An analogue of thyrotropin-releasing hormone (TRH, pGlu-His-ProNH2), i.e. pGlu-His-ProNH-(CH2)6-(4-azidosalicylamide) (TRH-ASA), has been synthesized and, in a radioiodinated form (TRH-IASA), characterized and used as a photoaffinity reagent to label the TRH receptor on rat pituitary GH4C1 cells. TRH-IASA bound to GH4C1 cells with high affinity (K(d) = 8 nM), comparable with that of TRH binding. The binding of TRH-IASA was competitive with binding of TRH, two TRH analogues and a TRH receptor antagonist, chlordiazepoxide. TRH-IASA did not bind to or label GH12C1 cells, which lack functional TRH receptors. Labelling of GH4C1 cells with TRH-IASA followed by SDS/PAGE and autoradiography of membrane proteins demonstrated labelling of a single polypeptide which ran as a diffuse band between 71 and 91 kDa, centered at 76 kDa. No change in this labelling pattern was observed as a function of the length of time (between 5 min and 2 h) that GH4C1 cells were incubated with 3 nM-TRH-IASA. Using either a very short (5 s) photolysis interval or low TRH-IASA concentrations, only the 76 kDa band was labelled.
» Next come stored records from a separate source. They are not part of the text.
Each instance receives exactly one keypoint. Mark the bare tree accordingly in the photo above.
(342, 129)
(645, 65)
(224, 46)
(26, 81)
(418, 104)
Minor bands appeared only after extended photolysis and use of high TRH-IASA concentrations. We conclude that the TRH receptor from rat pituitary GH4C1 cells is a single peptide with an apparent molecular mass of 76 kDa. Details of the chemical synthesis of TRH-ASA are given in Supplementary Publication SUP 50167 (5 pages), which has been deposited at the British Library Document Supply Centre, Boston Spa, Wetherby, West Yorkshire LS23 7BQ, U.K., from whom copies can be obtained on the terms indicated in Biochem. J. (1992) 281, 5.